BookmarkSubscribeRSS Feed
🔒 This topic is solved and locked. Need further help from the community? Please sign in and ask a new question.
tuckjosh
Fluorite | Level 6

Howdy,

 

I've spent days trying to figure out the solution to this problem I've been having. I've tried to employ pretty much all of the solutions to similar questions I've found online to my code, but none of them give me what I need! To be clear, I'm not looking for PDC or MPR. I'm simply looking to find the mean number of days between patients' refills!

 

I need to calculate the mean (SD) number of days between each patient's pharmacy claims for insulin. I'm using a massive commercial claims dataset. Say a patient has an index fill on 2/2/21 and refills their script on 5/1/21 and 7/1/21. Another patient fills an initial script on 3/4/21 and six refills thereafter... and on and on. The number of refills differs for each patient, as do the number of days supplied and dates of fills and refills. Our goal is to assess the temporal component of insulin filling. I.e., do patients do all of their filling in the first three months of the year? Is it staggered? If yes, how so? Etc.

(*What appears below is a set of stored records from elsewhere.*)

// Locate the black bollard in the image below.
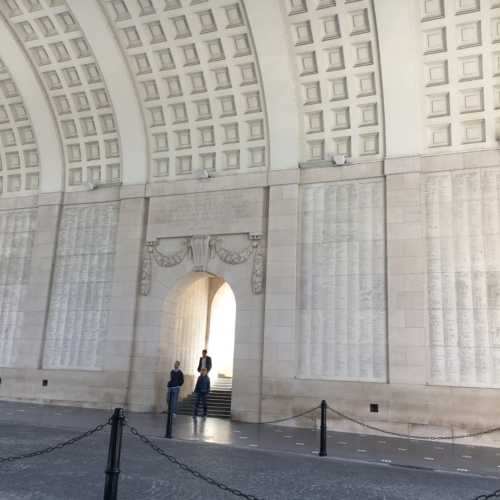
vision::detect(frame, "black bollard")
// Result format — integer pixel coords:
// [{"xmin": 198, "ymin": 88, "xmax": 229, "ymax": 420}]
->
[
  {"xmin": 319, "ymin": 400, "xmax": 327, "ymax": 457},
  {"xmin": 165, "ymin": 389, "xmax": 174, "ymax": 439},
  {"xmin": 103, "ymin": 408, "xmax": 125, "ymax": 500}
]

I'd ideally like to be able to correct for overlap and gaps between fills and prescription coverage, respectively. 

 

The data structure is something like this:

 

data temp;
input patient_id svc_dt days_supply_cnt;
format svc_dt mmddyy10.;
datalines;


1 10/21/19 60
1 11/10/19 15
1 1/30/20 30
2 5/1/19 20
2 10/4/19 10

3 1/1/19 70

3 4/11/19 4

3 12/2/19 100

3 5/19/20 10

3 10/1/20 100

4 10/29/19 100

4 10/29/19 100

;


run;

 

My supervisor believes one can simply sum the number days between each fill and divide that by the total number of claims the patient makes during the observation period, but I'm having trouble even getting that. Thanks so much for your help!

 

 

 

J. E. Tucker, MPH (he.him.his)
1 ACCEPTED SOLUTION

Accepted Solutions
PaigeMiller
Diamond | Level 26

PROC MEANS will do this easily, once you compute the actual number of days between refills for each patient.

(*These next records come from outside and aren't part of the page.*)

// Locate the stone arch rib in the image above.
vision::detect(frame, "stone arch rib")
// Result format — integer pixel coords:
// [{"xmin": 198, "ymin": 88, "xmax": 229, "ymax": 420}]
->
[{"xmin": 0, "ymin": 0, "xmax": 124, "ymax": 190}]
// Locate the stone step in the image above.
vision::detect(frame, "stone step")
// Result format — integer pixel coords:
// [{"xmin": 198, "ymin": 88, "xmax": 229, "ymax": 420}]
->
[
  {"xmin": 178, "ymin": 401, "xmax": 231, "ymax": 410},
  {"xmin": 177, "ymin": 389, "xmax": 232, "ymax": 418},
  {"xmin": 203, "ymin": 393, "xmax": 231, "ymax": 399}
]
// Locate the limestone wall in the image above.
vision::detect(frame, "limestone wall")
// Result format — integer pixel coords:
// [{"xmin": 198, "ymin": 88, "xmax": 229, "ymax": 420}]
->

So for patient 1, you have to compute the number of days between 10/21/19 and 11/10/19. (Let's say that's 21 days). And then you have to compute the number of days between 11/10/19 and 1/30/20, let's say that is 80 days. So the mean is then (80+21)/2. But that's really (max date – min date)/(purchases-1)

 

So

data temp;
input patient_id svc_dt days_supply_cnt;
format svc_dt mmddyy10.;
datalines;
1 10/21/19 60
1 11/10/19 15
1 1/30/20 30
2 5/1/19 20
2 10/4/19 10
3 1/1/19 70
3 4/11/19 4
3 12/2/19 100
3 5/19/20 10
3 10/1/20 100
4 10/29/19 100
4 10/29/19 100
;

proc means data=temp nway noprint;
    class patient_id;
    var svc_dt;
    output out=want min=min_svc_dt max=max_svc_dt n=n_purchases;
run;

Then you can take the results in data set WANT and do the final calculation in another DATA step:

(max date – min date)/(n_purchases-1)

 

 

 

--
Paige Miller

View solution in original post

5 REPLIES 5
PaigeMiller
Diamond | Level 26

PROC MEANS will do this easily, once you compute the actual number of days between refills for each patient.

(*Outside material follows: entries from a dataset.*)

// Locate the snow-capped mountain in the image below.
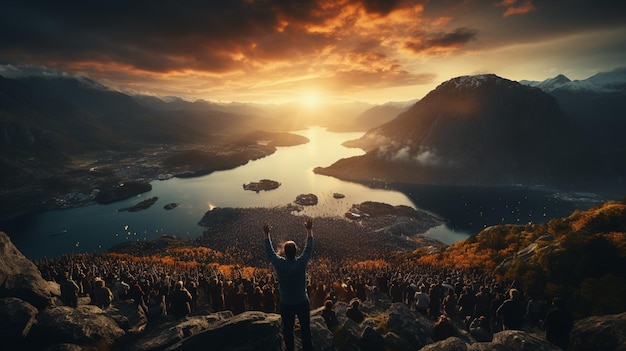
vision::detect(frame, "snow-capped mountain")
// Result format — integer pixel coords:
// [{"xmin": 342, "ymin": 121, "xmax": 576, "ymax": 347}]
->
[
  {"xmin": 317, "ymin": 74, "xmax": 614, "ymax": 187},
  {"xmin": 525, "ymin": 68, "xmax": 626, "ymax": 178},
  {"xmin": 520, "ymin": 67, "xmax": 626, "ymax": 93},
  {"xmin": 520, "ymin": 74, "xmax": 571, "ymax": 91}
]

So for patient 1, you have to compute the number of days between 10/21/19 and 11/10/19. (Let's say that's 21 days). And then you have to compute the number of days between 11/10/19 and 1/30/20, let's say that is 80 days. So the mean is then (80+21)/2. But that's really (max date – min date)/(purchases-1)

 

So

data temp;
input patient_id svc_dt days_supply_cnt;
format svc_dt mmddyy10.;
datalines;
1 10/21/19 60
1 11/10/19 15
1 1/30/20 30
2 5/1/19 20
2 10/4/19 10
3 1/1/19 70
3 4/11/19 4
3 12/2/19 100
3 5/19/20 10
3 10/1/20 100
4 10/29/19 100
4 10/29/19 100
;

proc means data=temp nway noprint;
    class patient_id;
    var svc_dt;
    output out=want min=min_svc_dt max=max_svc_dt n=n_purchases;
run;

Then you can take the results in data set WANT and do the final calculation in another DATA step:

(max date – min date)/(n_purchases-1)

 

 

 

--
Paige Miller
tuckjosh
Fluorite | Level 6

Thanks, Paige, but how do I do this for a dataset with nearly 100,000 patients with >1 observation each? I.e., a class statement for patient_id is impossible.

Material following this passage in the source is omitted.